Si le vendeur ou l'acheteur d'un immeuble tarde à passer l'acte authentique de vente, que peut faire l'autre partie ?
Rappelons tout d'abord que le compromis de vente vaut vente, la formalité de la passation d'un acte authentique étant uniquement destinée à rendre cette vente opposable aux tiers via la transcription de l'acte notarié dans les registres du Bureau de la Conservation des hypothèques dont relève l'immeuble.
Ce point acquis, en vertu de l'article 1184, alinéa 2, du Code civil, le vendeur ou l'acheteur peut :
- soit agir en passation forcée de l'acte authentique de vente ou, au contraire,
- demander la résolution de la vente avec dommages-intérêts.

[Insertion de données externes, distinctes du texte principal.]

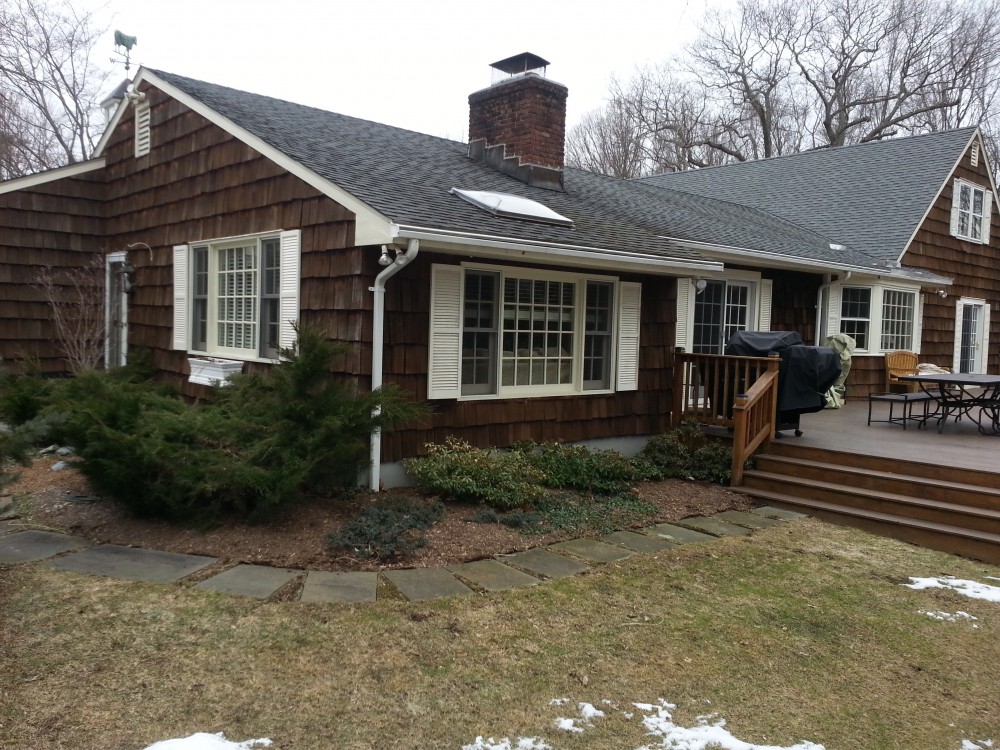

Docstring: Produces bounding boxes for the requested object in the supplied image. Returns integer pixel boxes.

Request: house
[1,54,998,488]
[639,128,1000,394]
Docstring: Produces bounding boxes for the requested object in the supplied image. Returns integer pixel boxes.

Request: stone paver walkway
[0,506,803,603]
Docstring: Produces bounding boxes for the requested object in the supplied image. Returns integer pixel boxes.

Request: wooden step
[753,455,1000,510]
[741,469,1000,535]
[763,441,998,488]
[740,486,1000,565]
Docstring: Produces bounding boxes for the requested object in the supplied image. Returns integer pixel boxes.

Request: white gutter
[665,236,879,275]
[369,238,419,491]
[395,225,722,275]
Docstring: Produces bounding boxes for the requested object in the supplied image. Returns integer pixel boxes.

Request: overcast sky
[83,0,728,141]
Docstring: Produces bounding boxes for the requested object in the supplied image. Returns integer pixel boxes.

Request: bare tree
[0,0,109,178]
[35,255,106,373]
[568,0,1000,174]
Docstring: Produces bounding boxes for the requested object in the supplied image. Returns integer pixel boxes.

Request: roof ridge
[636,126,979,181]
[145,67,467,148]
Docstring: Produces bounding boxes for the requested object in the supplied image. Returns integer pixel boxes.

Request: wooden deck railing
[672,350,781,486]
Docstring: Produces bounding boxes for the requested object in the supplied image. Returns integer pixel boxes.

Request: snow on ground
[904,576,1000,602]
[918,610,979,626]
[142,734,271,749]
[962,741,994,749]
[464,698,825,750]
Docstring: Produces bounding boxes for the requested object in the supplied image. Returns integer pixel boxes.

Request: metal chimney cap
[489,53,550,76]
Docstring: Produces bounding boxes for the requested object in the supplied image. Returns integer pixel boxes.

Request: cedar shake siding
[0,171,106,373]
[98,83,358,397]
[379,253,677,463]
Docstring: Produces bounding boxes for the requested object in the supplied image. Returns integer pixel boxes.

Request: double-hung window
[428,264,641,399]
[173,230,300,360]
[950,179,993,243]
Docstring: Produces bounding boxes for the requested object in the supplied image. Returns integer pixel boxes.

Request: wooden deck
[791,399,999,475]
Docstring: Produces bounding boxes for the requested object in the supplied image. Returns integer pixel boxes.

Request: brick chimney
[468,53,568,191]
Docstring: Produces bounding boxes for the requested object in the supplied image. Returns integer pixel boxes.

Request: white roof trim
[97,68,395,247]
[0,158,106,195]
[395,225,722,275]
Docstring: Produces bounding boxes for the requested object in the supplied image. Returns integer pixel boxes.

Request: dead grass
[2,519,999,749]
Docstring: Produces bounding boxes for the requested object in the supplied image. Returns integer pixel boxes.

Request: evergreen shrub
[638,422,737,484]
[327,496,445,559]
[404,437,546,510]
[42,326,423,523]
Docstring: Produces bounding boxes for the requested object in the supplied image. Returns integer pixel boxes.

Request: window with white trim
[839,287,871,350]
[823,283,922,354]
[173,230,300,360]
[950,179,993,243]
[428,264,640,399]
[675,274,771,354]
[880,289,916,351]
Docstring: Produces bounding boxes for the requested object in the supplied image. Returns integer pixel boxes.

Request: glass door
[692,281,752,354]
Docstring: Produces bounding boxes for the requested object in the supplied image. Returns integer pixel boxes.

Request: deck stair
[735,441,1000,564]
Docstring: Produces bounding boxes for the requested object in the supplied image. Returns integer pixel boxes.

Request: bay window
[822,282,921,353]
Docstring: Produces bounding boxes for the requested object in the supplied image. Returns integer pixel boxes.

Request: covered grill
[725,331,842,436]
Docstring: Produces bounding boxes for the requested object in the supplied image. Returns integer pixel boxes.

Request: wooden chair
[885,350,919,393]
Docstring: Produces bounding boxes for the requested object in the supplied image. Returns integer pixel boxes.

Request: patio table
[898,373,1000,435]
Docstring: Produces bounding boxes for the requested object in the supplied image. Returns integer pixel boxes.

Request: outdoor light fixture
[378,245,394,266]
[692,278,709,294]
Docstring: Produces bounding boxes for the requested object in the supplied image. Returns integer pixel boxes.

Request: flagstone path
[0,507,806,603]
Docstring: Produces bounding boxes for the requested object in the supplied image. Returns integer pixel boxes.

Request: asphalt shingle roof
[638,128,978,265]
[148,69,861,270]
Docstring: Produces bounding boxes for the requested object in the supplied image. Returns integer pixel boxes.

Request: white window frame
[427,262,641,400]
[675,272,771,353]
[822,282,923,355]
[172,229,300,362]
[950,179,993,244]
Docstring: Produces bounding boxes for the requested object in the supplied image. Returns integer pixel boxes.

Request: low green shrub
[404,437,546,510]
[512,440,643,495]
[327,496,446,559]
[639,422,737,484]
[0,359,55,426]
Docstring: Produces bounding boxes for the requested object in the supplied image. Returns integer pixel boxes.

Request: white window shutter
[952,298,964,372]
[757,278,773,332]
[675,277,694,351]
[982,191,993,245]
[950,179,962,237]
[427,264,463,399]
[981,304,992,373]
[616,281,642,391]
[828,285,842,337]
[278,229,301,353]
[172,245,189,351]
[911,292,923,355]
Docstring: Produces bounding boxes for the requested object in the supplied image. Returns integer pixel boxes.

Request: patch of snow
[578,702,605,721]
[548,698,569,706]
[961,740,995,749]
[554,717,583,733]
[904,577,1000,602]
[142,734,271,750]
[635,700,825,750]
[462,738,551,750]
[919,610,979,626]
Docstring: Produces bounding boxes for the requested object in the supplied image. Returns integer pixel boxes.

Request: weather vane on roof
[111,30,138,75]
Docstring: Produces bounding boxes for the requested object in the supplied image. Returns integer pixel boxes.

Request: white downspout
[369,238,420,491]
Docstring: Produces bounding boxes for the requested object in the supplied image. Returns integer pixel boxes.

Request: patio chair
[885,350,919,393]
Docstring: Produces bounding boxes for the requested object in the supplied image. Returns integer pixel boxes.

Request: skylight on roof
[450,188,574,227]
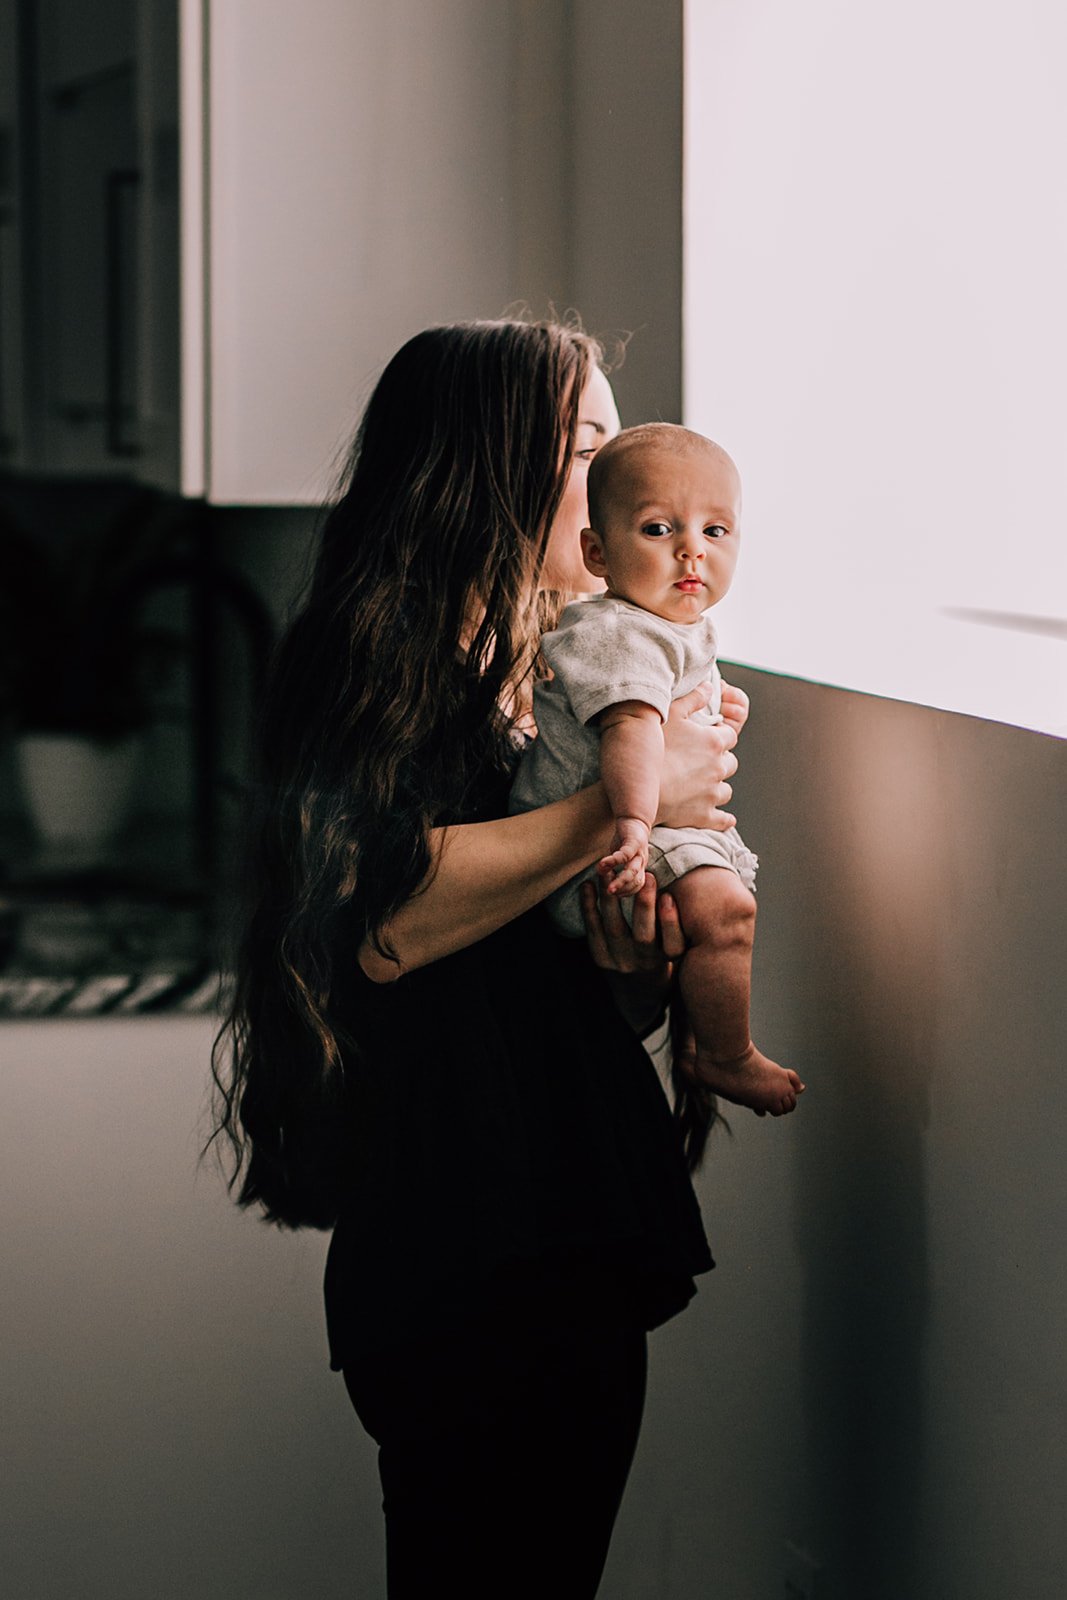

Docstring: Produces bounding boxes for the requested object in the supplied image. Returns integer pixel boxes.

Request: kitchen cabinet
[0,0,26,465]
[10,0,536,504]
[9,0,171,479]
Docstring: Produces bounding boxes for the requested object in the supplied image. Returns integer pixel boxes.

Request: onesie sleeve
[541,602,687,726]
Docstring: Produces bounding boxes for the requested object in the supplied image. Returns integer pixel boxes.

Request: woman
[213,319,741,1597]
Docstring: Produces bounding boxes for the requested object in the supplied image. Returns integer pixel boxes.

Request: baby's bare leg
[670,867,804,1117]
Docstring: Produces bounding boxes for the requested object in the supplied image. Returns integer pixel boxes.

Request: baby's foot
[685,1041,805,1118]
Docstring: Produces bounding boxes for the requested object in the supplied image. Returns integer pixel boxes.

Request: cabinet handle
[0,206,16,456]
[106,167,141,458]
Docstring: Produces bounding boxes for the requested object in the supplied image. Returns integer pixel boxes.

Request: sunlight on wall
[684,0,1067,737]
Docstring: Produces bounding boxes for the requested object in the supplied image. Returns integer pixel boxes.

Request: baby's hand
[718,679,750,735]
[598,818,651,897]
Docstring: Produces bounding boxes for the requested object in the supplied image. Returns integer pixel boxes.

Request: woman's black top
[323,901,714,1368]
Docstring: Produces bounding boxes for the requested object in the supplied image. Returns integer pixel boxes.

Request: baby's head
[583,424,742,623]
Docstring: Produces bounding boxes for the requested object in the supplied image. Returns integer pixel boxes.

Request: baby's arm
[596,701,664,895]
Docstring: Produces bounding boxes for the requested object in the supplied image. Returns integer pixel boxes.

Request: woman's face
[540,365,621,593]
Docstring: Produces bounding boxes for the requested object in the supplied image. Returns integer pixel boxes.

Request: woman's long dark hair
[210,319,600,1228]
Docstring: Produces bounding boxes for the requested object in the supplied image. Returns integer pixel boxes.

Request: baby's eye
[704,524,729,539]
[641,521,673,538]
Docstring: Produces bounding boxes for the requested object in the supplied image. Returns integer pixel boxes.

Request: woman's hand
[718,678,750,736]
[580,873,686,1035]
[658,682,739,832]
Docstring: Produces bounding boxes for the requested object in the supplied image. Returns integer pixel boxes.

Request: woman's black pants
[343,1313,648,1598]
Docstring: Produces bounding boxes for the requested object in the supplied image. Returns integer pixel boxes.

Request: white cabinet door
[195,0,519,505]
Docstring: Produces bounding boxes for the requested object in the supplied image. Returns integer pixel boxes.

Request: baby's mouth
[674,576,704,591]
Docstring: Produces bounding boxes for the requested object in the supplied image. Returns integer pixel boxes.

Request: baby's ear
[581,528,609,578]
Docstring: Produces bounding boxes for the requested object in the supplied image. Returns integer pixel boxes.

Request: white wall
[684,0,1067,736]
[568,0,683,429]
[207,0,521,502]
[0,1017,383,1599]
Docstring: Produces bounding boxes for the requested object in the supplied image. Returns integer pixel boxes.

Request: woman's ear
[581,528,609,578]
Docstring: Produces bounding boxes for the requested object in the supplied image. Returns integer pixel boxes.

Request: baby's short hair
[587,423,736,531]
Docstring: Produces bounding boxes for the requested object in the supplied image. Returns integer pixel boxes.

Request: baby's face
[581,444,742,624]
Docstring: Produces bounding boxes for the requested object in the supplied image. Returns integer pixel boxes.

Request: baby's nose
[675,532,704,559]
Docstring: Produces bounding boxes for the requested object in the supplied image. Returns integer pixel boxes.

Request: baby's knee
[676,866,756,945]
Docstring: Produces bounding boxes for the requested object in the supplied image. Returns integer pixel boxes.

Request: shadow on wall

Si le vendeur ou l'acheteur choisit la première option, il convient de souligner qu'il doit démontrer au juge qu'il est lui-même en mesure d'exécuter sa propre obligation, à savoir payer le prix du bien. En effet, dans un arrêt du 25 juin 2004, la Cour de cassation a rappelé ce qui suit :
« Attendu qu’aux termes de l’article 1315, alinéa 1er, du Code civil, celui qui réclame l’exécution d’une obligation doit la prouver ;
Attendu qu’en raison de l’interdépendance des obligations réciproques des parties dans un contrat synallagmatique, la partie à un tel contrat qui demande l’exécution des obligations incombant à l’autre partie à la suite de l’exécution de ses propres obligations, doit établir qu’elle a rempli, ou offert de remplir, celles-ci ».
Dans l'hypothèse où c'est le vendeur qui agit en justice en passation forcée de l'acte authentique, il devra prouver qu'il est toujours en mesure de vendre le bien à l'acheteur retardataire. Ainsi, s'il décide de remettre l'immeuble sur le marché dans l'attente de la décision judiciaire, il évitera d'accepter sans restriction une nouvelle offre ; il assortira celle-ci de la condition suspensive du prononcé du jugement.
Notons toutefois que si le vendeur s'aperçoit que l'acheteur ne dispose manifestement pas des fonds nécessaires pour l'acquisition du bien - ce qui explique son retard -, il pourra modifier sa demande en justice (sur pied de l'article 807 du Code judiciaire) et solliciter désormais la résolution pure et simple de la vente avec octroi de dommages et intérêts.
Dans l'hypothèse où c'est l'acheteur qui agit en justice en passation forcée de l'acte authentique de vente, il devra prouver :
- qu'il a consigné le prix de vente du bien ou
- que l'offre de crédit de sa banque a été maintenue et prolongée dans le temps ou encore
- que sa capacité de financement est restée identique.
Par ailleurs, aux termes de l'article 1647 du Code civil, le débiteur d'une obligation est condamné au paiement de dommages et intérêts s'il n'exécute pas celle-ci ou s'il exécute celle-ci avec retard, sauf s'il peut prouver que cette inexécution ou ce retard résultent d'une cause étrangère qui ne lui est pas imputable.
En matière de vente immobilière, l'article 1611 du Code civil dispose que le vendeur doit être condamné aux dommages-intérêts s'il résulte un préjudice pour l'acquéreur suite au défaut de délivrance de l'immeuble au terme convenu.
Il suit de ces dispositions que le vendeur est tenu des dommages et intérêts à raison de l'exécution tardive de son obligation de passer l'acte authentique de vente, dans tous les cas où il n'est pas établi que le retard provient d'une cause étrangère qui ne peut lui être imputée (exemple : l'immeuble a été entièrement détruit par la foudre ou des inondations).
Le régime est plus souple pour l'acheteur qui a tardé à passer l'acte authentique de vente car il pourra justifier que ce retard lui est certes imputable (donc pas nécessaire de prouver une cause étrangère libératoire comme le vendeur) mais qu'il n'a pas commis de faute pour autant (exemple : il a agi en justice pour annuler le compromis de vente pour vice du consentement mais il a perdu son procès).